Roughly, die yield = 0.5 for our 122 mm2 5-layer 0.25 micron CPU (H&P, page 13, updated to reflect better fabs). This allows more or less 10-11 million transistors, divided as follows: 6-7 million for the caches, 4-5 million for the rest.
Assume wafer yield = 95%, final test yield = 95%. Testing costs of $500/hour, 20 seconds/CPU.
Packaging costs = $25-50 (see below)
Roughly, following H&P, this gives us a unit cost of $75-100/good CPU, tested, boxed in anti-static packaging and shipped to the US, if the Taiwan foundries can keep the wafer processing cost around $3.500.
Packaging: I am going to propose something surprising, but I think we should use the same packaging as the Celeron CPU, in terms of physical dimensions and CPU placement. Like that we can also use the Celeron heatsink/fans already in the market, and the Celeron mounting hardware.
PCI set: again I am going to propose a heresy, but I think we could use 100MHz Slot 1 motherboards. First, Intel is not alone anymore manufacturing Slot 1 chipsets: VIA has just released a Slot 1 chipset with excellent performance and the latest goodies in terms of technology (we can get timing info from the VIA chipset datasheets). Second, we don't have to worry about the motherboard/PCI set issue anymore. Third, it's almost impossible to go beyond 100MHz on a standard motherboard, because of RFI issues; so basically 100-112MHz is as good as it gets.
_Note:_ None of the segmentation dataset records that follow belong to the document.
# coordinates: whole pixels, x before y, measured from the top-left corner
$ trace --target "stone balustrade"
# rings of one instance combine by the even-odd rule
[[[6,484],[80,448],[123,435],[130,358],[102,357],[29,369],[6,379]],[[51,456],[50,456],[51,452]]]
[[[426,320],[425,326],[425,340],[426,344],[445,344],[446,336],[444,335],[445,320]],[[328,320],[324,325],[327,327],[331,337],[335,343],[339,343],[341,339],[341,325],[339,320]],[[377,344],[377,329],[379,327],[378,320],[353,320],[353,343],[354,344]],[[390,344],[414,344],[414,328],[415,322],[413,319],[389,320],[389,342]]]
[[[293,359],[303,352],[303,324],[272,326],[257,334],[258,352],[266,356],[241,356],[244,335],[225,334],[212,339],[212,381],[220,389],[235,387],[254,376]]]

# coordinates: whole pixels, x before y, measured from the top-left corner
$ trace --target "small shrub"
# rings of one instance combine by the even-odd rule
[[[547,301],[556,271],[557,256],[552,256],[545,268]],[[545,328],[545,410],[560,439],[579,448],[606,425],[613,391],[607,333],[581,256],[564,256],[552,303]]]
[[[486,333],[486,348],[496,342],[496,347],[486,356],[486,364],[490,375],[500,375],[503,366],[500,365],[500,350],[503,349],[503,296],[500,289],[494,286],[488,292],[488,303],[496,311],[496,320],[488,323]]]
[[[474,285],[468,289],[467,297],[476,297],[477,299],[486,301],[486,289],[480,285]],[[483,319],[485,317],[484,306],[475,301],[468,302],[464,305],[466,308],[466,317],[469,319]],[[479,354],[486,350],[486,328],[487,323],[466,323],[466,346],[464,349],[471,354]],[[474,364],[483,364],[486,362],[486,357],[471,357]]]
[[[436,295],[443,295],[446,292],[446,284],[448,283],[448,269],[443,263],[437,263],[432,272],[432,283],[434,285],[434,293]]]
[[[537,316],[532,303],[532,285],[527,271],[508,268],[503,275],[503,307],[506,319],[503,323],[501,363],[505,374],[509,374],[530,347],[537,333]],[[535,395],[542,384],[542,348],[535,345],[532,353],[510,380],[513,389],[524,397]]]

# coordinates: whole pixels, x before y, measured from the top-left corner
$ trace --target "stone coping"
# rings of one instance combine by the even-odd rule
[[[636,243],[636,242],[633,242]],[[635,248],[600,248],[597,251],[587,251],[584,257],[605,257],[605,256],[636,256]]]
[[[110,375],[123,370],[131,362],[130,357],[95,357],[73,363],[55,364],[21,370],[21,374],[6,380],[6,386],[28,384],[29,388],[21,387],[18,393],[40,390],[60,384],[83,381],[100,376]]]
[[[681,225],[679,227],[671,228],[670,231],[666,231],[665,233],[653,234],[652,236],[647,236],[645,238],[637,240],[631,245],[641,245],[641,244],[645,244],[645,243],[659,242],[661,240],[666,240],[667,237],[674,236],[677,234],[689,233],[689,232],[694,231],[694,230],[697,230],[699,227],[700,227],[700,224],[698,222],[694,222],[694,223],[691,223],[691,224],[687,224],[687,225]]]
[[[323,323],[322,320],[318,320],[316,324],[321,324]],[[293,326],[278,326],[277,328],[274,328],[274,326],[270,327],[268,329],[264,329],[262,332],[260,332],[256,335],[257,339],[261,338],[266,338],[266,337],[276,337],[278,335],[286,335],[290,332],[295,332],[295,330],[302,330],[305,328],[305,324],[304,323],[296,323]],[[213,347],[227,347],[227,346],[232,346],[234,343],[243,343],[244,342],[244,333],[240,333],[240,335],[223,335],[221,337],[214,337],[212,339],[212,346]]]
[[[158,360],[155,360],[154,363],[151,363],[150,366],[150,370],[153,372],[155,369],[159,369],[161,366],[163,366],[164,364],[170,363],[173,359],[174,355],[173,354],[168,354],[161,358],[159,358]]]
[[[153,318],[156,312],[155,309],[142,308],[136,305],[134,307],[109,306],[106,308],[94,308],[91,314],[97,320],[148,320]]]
Fourth, there will be many people out there with Slot 1 motherboards, willing to upgrade their PII/Celeron CPUs (specially the Celeron). Fifth, these motherboards are nowadays quite cheap, and we get all the benefits of high-volume production. Sixth, this allows easy upgrades of the Freedom CPU to higher speed grades, larger cache versions, FPU-with versions, etc...
Now, if we accept the above, we have to put on the Celeron-style Freedom printed circuit a small EEProm that will contain the Freedom BIOS, the L2 cache and a socket for the FPU. This increases the cost of the CPU, but decreases overall costs, so I still think it's a good move.
Please check a photograph of the Celeron and tell me if I am just dreaming.
Legal issues / financial issues
August 5, 1998
We would like to have support from the Free Software Foundation for the Freedom project.
We are _not_ proposing that the Free Software Foundation build a fab. What we are saying is:
If we go to a foundry in the US or Taiwan, give them a mask, and ask them to run a batch of 0.25 micron, 5 layer 8-inch wafers for us, they'll quote approx. $3K-5K or less even, per wafer, as their price (our cost) for our batch (in the year 2000).
An approximate cost for a batch of F1 CPUs would theoretically be somewhere between $ 500k and $ 1000K, for 5000-10000 good CPUs.
Not exactly pocket money, but we could sell those CPUs on a subscription basis. Like this: people who would subscribe would get the Merced-killer for around $100 (compare that to the projected cost of $ 5000/unit for the Merced), on a first-come/first served basis, and any left-over CPUs after the cost of the batch would be covered, could be sold for a slightly higher price to pay for the next batch and further mask development.
We suggest putting some quotas in the system. Demand is likely to be higher than supply. ;-)
The Free Software Foundation could coordinate all the legal/financial/logistic aspects of the project (and would be adequately compensated for this work). This, of course, would depend on getting support from Mr. Stallman for this initiative.